The 80/20 rule is a well known principle in business also known as the Pareto principle. This principle states that roughly 80% of consequences are caused by roughly 20% of the actions. Applied to business this means that 20% of what a company does generates 80% of their profits. It means 20% of their customers provide 80% of the profits. But it also means 20% of the customers cause 80% of the work and 80% of the complaints. There are even those in business who take this principle one step further, applying it to itself creating the 64/4 principle. That is, 4% of actions cause 64% of the resulting consequences. This literally means a business owner can do 4% of what he or she normally does to run the business and still generate 64% of the profits.

Consider this for a moment as applied to education, learning and teaching. 20% of what a student does results in 80% of their learning. 20% of what a teacher does results in 80% of their student impact. 20% of what a school does results in 80% of their community impact. 

The hard bit is identifying which 20% of our actions is having this impact.
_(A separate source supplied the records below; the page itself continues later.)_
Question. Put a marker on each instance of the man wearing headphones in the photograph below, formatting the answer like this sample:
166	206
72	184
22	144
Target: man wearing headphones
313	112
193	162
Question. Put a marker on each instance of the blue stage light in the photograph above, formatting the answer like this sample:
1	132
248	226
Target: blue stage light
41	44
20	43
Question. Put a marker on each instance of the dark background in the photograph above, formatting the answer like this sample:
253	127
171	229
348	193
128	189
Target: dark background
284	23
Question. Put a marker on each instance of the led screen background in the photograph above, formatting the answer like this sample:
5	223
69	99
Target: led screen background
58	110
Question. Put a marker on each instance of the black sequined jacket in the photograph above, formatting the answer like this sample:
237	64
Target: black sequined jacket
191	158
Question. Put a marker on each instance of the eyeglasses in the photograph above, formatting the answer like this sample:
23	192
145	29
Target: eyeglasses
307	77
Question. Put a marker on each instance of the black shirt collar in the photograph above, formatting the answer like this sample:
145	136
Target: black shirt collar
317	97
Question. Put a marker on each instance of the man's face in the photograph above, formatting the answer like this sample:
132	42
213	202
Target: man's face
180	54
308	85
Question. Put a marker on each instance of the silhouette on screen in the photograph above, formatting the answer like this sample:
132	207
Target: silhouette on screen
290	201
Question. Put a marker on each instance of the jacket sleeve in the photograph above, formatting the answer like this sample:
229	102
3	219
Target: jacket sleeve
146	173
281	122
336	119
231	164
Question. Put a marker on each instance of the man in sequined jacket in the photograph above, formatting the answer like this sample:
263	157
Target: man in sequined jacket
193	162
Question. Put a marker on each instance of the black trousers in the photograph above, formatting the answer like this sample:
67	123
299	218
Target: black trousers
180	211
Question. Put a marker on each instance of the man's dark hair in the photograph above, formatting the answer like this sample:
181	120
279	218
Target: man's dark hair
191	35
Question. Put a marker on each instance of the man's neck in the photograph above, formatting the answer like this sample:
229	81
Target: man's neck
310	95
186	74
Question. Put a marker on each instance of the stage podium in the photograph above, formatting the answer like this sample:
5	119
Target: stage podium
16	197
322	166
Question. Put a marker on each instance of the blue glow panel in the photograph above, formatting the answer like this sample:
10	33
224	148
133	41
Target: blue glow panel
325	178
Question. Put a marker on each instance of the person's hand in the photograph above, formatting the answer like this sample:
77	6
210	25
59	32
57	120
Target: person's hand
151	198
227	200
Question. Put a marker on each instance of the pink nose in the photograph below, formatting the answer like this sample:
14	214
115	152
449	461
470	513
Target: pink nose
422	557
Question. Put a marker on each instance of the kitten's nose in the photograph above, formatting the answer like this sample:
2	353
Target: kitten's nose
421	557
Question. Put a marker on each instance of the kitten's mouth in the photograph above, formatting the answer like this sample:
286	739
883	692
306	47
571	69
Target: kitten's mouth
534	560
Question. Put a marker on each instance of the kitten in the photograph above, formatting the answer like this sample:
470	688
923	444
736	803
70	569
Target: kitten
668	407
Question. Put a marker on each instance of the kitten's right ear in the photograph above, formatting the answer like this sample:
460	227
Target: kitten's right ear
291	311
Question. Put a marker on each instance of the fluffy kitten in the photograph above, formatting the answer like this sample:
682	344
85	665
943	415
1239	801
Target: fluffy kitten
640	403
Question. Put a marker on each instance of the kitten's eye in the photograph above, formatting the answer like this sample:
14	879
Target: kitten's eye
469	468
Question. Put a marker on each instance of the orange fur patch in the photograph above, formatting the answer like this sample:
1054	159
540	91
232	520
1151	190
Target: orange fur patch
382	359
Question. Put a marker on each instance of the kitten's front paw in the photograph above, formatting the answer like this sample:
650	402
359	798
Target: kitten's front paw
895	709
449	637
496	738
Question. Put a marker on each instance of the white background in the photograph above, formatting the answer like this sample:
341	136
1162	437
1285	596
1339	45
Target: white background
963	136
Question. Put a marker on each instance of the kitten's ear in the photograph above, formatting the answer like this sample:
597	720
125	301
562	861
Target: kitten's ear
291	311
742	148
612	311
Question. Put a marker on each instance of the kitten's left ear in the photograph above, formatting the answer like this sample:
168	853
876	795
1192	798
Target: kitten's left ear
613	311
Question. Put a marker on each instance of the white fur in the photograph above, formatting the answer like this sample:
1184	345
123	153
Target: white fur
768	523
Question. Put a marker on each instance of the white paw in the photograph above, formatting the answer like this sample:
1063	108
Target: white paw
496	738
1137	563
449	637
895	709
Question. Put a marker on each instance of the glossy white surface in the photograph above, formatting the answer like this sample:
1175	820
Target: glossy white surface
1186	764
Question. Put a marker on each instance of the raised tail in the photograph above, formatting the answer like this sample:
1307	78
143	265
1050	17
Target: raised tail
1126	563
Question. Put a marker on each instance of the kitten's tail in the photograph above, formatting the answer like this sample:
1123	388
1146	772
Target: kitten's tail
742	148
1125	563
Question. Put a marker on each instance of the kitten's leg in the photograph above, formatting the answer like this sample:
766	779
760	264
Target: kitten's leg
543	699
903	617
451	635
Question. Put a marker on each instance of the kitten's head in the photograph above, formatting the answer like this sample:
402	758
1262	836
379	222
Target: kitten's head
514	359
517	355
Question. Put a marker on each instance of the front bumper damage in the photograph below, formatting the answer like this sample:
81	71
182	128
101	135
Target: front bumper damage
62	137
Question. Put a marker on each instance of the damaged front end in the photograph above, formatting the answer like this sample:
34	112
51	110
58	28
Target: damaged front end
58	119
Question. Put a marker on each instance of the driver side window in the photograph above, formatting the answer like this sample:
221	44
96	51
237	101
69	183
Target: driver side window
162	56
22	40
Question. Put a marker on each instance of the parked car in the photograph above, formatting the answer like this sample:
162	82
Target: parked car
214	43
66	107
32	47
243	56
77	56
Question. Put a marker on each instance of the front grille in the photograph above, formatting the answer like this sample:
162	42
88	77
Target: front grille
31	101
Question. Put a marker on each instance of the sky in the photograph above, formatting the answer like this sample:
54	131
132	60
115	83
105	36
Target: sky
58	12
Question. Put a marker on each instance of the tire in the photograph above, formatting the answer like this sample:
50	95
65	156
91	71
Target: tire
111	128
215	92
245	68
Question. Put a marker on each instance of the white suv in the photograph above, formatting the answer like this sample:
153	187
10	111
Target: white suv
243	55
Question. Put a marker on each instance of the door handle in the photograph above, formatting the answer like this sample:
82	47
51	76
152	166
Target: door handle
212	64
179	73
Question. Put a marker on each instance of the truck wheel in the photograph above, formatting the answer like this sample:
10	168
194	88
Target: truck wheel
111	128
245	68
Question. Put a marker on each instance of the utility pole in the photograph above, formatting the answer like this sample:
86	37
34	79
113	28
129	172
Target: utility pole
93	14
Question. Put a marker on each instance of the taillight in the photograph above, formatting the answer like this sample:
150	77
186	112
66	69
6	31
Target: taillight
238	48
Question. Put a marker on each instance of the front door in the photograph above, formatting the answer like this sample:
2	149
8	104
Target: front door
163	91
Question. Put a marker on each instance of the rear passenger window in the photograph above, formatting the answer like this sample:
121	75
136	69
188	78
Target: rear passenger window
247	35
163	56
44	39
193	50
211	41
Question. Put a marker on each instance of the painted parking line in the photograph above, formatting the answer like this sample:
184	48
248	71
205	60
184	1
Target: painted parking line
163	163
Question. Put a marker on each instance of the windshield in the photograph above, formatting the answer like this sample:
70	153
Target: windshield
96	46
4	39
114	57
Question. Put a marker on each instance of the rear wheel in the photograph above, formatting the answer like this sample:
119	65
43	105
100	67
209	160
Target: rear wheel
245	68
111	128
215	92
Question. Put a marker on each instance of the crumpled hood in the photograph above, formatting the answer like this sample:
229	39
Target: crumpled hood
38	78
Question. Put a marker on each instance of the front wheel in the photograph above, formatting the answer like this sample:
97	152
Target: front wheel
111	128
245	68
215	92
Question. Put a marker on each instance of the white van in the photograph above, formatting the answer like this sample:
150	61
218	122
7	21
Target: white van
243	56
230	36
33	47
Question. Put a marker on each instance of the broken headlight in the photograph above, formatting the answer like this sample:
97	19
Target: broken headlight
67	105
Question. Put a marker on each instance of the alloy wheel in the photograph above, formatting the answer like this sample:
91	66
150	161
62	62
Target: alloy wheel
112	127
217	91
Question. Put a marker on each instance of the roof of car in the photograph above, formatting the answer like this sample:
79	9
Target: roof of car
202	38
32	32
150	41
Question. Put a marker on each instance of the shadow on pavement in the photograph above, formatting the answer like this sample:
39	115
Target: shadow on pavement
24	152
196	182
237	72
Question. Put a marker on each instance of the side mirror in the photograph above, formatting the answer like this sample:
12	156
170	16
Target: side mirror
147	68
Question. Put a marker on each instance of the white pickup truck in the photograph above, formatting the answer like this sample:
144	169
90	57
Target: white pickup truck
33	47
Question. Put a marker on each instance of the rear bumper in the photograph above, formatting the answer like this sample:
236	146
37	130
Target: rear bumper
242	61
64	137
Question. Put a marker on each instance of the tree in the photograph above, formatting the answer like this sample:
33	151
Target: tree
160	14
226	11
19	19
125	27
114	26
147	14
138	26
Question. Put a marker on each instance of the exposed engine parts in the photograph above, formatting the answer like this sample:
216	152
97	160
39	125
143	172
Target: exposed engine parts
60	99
This is where tools such as Eisenhower’s matrix are helpful.

Eisenhower’s Matrix

The 20% of actions are frequently referred to as your high impact activities. Those activities you do or that your student does, that generate 80% of the results. So what are your 20% of actions generating 80% of your results? I’m going to argue that these are your deep work tasks. We can begin to identify deep work tasks by using Eisenhower’s important/urgent matrix This matrix is based on a quote from his Address at the Second Assembly of the World Council of Churches.

“I have two kinds of problems, the urgent and the important. The urgent are not important, and the important are never urgent.”

 

Eisenhower's Urgent/Important matrix

To help you identify your deep tasks I encourage you to follow these steps:

  1. Put this matrix on a white board (don’t worry about the order, you really just need the 4 boxes labelled). 
  2. Identify all the tasks or actions you take as a teacher and write each one on their own sticky note.
  3. Take your time and stick each note into one of the four quadrants. The task needs to be important to you and help you achieve your goal/s and align with your mission statement.
  4. Take any task that is in the not urgent, not important quadrant and chuck them in the bin. Unless it is going to get you fired or you legally have to never do these tasks again!
  5. The tasks that are in your not urgent but important quadrant need to be scheduled into your calendar. Block out the time and do not let anything take this time. These are the tasks that most likely align with your mission statement. They are also most likely to be your 20% tasks that have the greatest impact on your effectiveness. It will often include, doing exercise, reading a book, conducting research for a unit of work you are creating, or applying what you learnt from a professional learning experience.
  6. The final 2 quadrants need to be considered thoughtfully and compiled into a weighted to do list. You want the important and urgent tasks on top and the urgent not important tasks at the bottom. As you do this, consider these urgent and not important tasks and only include the ones that actually help you in your mission statement. You want to keep those that help you achieve your goals or that you legally must do as a teacher. You may also want to see if it is possible for you to delegate these tasks to someone else.